Menurut sebuah survei, pelanggan menghabiskan sekitar 60% waktu mereka untuk berbelanja perangkat seluler. Penelitian lebih lanjut mengklaim bahwa 79% orang telah membeli produk di perangkat seluler mereka dalam enam bulan terakhir; dan selama musim liburan 2018, hampir 40% dari semua pembelian e-niaga dilakukan di smartphone.
Pada tahun 2021, secara global, pangsa e-niaga seluler diperkirakan akan meningkat menjadi 72,9%. Berikut cara personalisasi menjadi lebih mobile:
- Pemasaran jarak dekat meningkat: Pengguna membawa perangkat seluler mereka ke mana-mana, dan strategi pemasaran jarak dekat dapat memanfaatkannya. Dengan chip RFID atau geofencing, Bluetooth, atau Wi-Fi, pemasar dapat menjangkau konsumen dengan iklan tertentu begitu mereka mencapai zona tertentu, atau berada dalam jarak dari etalase atau produk. Hal ini memungkinkan pemasar untuk melayani target mereka dengan lebih baik berdasarkan data lokasi yang sangat relevan, untuk memberikan hal-hal seperti kupon dan diskon pengiriman untuk konten tertentu dalam jangkauan fisik pelanggan.

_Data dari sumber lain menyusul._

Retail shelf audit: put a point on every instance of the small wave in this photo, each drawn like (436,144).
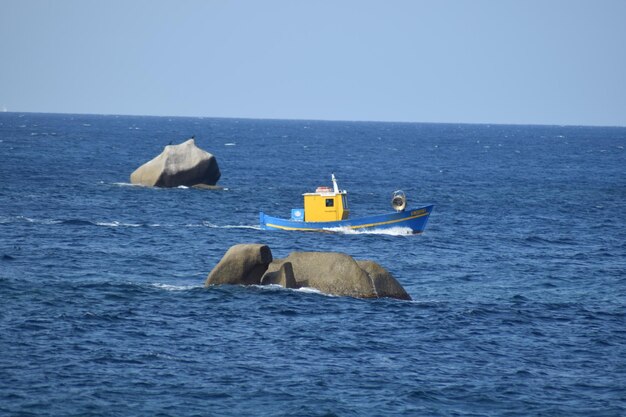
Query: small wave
(170,287)
(125,184)
(228,226)
(118,224)
(78,222)
(393,231)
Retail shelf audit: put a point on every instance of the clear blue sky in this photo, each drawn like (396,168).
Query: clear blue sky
(474,61)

- PWA menawarkan lebih banyak aksesibilitas: Aplikasi asli cepat tetapi memiliki hambatan masuk yang tinggi. Situs seluler lambat tetapi mudah ditemukan. Aplikasi web progresif menggabungkan yang terbaik dari keduanya. Di perangkat seluler mereka, pengguna akan dapat mencari konten yang mengarah ke situs web seluler, yang akan muncul dengan cara yang sama seperti aplikasi. Mereka dapat menyimpan pengalaman aplikasi ini ke layar beranda ponsel mereka dan, dengan mengeklik ikon, kembali ke aplikasi kapan pun mereka mau.

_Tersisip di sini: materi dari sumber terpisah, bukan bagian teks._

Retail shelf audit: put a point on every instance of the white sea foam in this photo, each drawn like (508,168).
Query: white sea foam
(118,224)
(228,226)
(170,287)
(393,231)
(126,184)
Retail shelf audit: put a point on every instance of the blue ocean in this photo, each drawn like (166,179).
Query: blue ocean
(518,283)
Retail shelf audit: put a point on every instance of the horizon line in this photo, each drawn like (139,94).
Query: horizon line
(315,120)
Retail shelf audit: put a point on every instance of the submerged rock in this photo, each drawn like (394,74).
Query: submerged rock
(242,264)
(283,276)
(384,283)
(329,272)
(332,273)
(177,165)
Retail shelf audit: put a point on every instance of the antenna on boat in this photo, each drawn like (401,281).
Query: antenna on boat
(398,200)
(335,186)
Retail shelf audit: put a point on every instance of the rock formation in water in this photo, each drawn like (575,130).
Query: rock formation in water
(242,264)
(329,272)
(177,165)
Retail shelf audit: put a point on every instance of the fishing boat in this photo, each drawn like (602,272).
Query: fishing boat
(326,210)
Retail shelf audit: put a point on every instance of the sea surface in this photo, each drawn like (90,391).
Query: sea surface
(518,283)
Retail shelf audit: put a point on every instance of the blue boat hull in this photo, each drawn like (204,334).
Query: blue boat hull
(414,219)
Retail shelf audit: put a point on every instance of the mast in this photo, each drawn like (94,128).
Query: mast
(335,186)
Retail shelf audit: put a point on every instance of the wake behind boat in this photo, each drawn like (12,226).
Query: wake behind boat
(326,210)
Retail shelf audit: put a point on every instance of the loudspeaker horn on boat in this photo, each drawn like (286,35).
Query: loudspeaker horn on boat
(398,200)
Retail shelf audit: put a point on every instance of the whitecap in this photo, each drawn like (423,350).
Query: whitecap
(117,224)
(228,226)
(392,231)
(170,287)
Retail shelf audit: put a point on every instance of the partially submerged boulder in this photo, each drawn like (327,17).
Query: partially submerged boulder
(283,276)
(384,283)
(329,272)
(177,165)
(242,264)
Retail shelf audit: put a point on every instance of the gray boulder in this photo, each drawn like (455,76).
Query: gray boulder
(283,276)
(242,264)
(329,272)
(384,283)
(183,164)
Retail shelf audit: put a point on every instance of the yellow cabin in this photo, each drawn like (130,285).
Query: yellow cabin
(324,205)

- AMP memecahkan waktu muat yang lambat: Pada awalnya, framework Accelerated Mobile Pages hanya dapat mendukung konten statis seperti postingan blog. Beberapa tahun kemudian, kami menemukan diri kami mampu membangun seluruh situs web dari AMP, dan bahkan aplikasi web progresif untuk lebih menambah aksesibilitas dan kecepatan situs seluler. Halaman-halaman ini dapat dimuat secepat sepersekian detik, bahkan dengan dukungan perangkat lunak analitik di bagian belakang.

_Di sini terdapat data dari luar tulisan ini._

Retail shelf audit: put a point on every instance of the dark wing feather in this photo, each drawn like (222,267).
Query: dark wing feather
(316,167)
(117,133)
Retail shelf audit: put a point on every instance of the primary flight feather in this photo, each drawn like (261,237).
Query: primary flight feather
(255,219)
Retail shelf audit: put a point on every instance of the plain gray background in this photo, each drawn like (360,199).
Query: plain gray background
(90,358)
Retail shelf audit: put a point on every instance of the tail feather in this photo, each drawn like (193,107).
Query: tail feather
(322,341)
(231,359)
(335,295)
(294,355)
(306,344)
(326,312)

Pelajari lebih lanjut tentang personalisasi iklan
Dalam e-niaga, seluler, periklanan, dan AI, ini hanyalah beberapa tren yang ditetapkan untuk mendorong kampanye ke tingkat personalisasi baru. Apakah Anda siap untuk mempelajari lebih banyak cara untuk menciptakan relevansi yang tak tertandingi dalam pemasaran Anda? Dapatkan Panduan Personalisasi Instapage untuk mempelajari di mana kegagalan kampanye Anda, mengapa demikian, dan bagaimana meningkatkannya dengan personalisasi.